I tre fatti avvenuti in zone diverse d’Europa hanno una cosa in comune: sono successi nel bel mezzo di una pandemia che ancora ci tiene sotto scacco. Tre notizie arrivate con il consueto coro d’accompagnamento: “Vi sembra il momento per discuterne?”. Nei primi due casi non c’è l’interesse, i diritti delle persone non sono al centro del dibattito politico attuale; nel terzo, per i sostenitori dall’obbligo non c’è abbastanza tempo, bisogna scegliere in fretta.

E allora io dico: non siamo stanchi di mettere sempre l’etica e la bioetica all’ultimo posto nell’agenda del Paese e poi ritrovarci a non avere lo spazio e il tempo per prendere decisioni insieme alla cittadinanza? Perché facciamo finta che questi temi non esistano fino alla notizia che scatena il panico e ci ricorda la centralità dei diritti nella vita di tutti e tutte? Il tempo di aprire finalmente un dibattito democratico e basato su un’attenta informazione, coinvolgendo anche esperti e non solo politici con slogan da stadio, forse è arrivato. Anche nel bel mezzo della pandemia.
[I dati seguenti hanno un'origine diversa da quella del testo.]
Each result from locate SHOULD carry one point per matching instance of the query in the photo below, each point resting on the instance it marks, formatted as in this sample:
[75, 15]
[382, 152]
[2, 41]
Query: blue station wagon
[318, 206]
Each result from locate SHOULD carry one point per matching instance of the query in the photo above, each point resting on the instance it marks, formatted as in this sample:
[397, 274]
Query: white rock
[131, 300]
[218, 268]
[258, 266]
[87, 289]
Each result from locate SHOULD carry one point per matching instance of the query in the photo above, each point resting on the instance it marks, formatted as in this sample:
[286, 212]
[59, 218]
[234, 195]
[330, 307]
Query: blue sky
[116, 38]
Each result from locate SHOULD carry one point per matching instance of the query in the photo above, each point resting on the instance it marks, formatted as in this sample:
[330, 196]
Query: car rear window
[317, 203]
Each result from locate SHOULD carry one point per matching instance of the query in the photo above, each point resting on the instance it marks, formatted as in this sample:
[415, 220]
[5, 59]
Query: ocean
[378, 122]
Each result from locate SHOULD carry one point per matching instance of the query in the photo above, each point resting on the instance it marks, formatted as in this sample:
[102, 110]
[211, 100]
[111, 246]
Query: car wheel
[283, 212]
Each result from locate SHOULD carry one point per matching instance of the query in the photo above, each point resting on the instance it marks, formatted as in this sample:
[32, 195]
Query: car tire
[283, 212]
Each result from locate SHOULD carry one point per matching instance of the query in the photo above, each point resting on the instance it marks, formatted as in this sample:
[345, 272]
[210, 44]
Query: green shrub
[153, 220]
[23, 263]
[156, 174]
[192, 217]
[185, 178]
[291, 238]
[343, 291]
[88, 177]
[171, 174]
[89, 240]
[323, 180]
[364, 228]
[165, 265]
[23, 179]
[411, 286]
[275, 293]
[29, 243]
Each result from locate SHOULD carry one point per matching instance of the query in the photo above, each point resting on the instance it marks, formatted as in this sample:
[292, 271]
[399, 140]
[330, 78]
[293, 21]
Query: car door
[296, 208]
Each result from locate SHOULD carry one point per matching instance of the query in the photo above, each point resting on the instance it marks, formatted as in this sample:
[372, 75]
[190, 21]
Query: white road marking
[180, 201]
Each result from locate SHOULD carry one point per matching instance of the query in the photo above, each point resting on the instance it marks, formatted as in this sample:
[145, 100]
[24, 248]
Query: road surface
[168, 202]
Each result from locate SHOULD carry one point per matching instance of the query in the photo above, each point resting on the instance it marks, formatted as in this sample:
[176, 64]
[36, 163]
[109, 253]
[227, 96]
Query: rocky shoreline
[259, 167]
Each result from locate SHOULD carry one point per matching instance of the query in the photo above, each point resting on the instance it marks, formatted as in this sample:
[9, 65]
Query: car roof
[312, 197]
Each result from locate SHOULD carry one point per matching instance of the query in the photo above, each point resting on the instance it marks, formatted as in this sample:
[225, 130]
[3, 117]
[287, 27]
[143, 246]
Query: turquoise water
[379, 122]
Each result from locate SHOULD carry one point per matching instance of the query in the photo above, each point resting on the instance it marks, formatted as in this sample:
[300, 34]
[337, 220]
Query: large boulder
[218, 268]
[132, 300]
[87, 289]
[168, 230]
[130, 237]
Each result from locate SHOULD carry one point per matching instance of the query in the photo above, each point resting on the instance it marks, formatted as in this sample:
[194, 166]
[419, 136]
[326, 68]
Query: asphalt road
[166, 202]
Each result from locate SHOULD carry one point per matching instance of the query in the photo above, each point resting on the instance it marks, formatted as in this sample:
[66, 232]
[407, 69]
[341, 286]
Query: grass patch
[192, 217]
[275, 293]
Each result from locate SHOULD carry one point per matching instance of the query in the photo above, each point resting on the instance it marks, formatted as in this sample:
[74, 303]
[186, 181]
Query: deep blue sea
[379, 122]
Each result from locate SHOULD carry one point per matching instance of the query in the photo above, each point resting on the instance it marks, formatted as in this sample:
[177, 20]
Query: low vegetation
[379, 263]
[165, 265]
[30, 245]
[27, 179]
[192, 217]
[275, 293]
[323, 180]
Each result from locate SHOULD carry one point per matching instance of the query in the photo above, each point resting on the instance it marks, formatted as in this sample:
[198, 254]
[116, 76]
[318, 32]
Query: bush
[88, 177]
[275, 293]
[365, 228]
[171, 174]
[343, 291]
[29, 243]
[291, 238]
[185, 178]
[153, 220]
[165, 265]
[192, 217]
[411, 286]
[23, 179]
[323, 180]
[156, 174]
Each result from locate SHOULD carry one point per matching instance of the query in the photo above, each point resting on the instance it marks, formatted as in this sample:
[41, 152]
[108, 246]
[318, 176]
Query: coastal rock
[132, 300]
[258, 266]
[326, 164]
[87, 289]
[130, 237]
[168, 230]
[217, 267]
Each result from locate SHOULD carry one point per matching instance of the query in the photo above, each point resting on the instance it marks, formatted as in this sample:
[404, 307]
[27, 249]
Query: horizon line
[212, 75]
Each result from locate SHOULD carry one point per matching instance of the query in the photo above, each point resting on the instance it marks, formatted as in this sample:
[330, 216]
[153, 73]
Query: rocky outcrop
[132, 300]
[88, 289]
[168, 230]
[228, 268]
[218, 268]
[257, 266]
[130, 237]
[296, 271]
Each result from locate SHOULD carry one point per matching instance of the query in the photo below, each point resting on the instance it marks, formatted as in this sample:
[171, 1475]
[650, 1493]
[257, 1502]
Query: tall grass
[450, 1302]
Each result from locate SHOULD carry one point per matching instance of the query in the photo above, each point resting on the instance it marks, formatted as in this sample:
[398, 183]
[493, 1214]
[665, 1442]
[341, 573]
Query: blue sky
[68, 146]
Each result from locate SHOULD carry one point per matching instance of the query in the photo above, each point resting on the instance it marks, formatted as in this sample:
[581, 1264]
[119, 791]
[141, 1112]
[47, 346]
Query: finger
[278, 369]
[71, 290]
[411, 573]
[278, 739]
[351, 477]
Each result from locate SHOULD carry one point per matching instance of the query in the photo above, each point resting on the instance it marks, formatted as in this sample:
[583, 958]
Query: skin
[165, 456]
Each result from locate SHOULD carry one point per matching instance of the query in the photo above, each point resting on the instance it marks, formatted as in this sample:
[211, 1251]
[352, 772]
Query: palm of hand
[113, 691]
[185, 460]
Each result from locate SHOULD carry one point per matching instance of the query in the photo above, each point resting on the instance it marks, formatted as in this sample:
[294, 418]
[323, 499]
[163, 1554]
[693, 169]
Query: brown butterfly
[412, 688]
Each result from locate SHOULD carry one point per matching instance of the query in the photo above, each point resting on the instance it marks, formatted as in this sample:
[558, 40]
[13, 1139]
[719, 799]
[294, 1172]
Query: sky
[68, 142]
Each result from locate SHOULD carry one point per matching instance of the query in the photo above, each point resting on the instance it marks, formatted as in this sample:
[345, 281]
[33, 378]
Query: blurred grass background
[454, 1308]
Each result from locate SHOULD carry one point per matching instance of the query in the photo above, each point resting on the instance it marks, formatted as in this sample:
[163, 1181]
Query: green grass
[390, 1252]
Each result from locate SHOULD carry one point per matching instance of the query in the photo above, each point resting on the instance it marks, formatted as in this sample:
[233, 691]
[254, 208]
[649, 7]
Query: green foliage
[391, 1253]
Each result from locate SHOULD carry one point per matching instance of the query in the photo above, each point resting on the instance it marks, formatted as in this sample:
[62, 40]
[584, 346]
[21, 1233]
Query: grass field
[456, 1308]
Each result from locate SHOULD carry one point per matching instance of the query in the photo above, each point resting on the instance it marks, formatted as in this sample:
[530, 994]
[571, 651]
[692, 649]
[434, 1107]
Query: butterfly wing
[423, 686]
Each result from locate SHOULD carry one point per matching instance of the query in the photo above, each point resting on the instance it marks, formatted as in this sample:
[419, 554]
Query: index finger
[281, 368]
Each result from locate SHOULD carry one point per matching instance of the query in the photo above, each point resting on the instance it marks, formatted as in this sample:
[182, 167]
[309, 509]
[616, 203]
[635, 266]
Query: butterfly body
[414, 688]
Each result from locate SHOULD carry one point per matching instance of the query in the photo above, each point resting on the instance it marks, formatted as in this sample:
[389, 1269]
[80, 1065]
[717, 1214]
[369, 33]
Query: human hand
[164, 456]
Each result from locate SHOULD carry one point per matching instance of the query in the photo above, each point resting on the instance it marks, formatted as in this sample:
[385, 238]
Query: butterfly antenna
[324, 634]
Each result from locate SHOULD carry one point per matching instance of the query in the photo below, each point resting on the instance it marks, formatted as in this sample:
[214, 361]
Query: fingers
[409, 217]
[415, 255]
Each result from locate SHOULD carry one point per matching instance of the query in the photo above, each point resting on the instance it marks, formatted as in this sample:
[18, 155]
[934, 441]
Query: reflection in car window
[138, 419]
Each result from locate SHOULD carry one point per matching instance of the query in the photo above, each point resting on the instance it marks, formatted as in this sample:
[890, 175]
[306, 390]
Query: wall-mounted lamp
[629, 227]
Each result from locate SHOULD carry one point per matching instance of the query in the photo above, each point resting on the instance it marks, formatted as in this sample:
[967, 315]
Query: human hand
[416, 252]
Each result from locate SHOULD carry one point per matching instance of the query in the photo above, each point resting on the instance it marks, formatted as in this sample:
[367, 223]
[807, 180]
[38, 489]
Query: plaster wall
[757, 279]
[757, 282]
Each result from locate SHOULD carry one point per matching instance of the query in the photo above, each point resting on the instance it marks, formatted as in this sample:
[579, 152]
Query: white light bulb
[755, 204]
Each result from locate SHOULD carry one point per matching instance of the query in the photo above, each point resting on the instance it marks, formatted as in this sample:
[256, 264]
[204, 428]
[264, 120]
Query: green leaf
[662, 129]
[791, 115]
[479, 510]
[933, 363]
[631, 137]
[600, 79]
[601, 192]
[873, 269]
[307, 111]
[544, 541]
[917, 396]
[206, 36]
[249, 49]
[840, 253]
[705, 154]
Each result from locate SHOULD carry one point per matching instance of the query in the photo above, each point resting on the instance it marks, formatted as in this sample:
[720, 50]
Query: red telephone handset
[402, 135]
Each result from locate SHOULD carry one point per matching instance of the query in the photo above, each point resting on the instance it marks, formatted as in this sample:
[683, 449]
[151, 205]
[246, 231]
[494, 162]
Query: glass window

Se non altro, facciamo tesoro di questa esperienza e appena sarà finita corriamo ai ripari: è indispensabile che si parli in fretta di obbligatorietà vaccinale, di eutanasia e di tutto ciò che ruota intorno alla salute dei cittadini, per non trovarci la prossima volta – sperando non ci sarà – a dover ridiscutere tutto da capo, con le stesse domande e senza le risposte.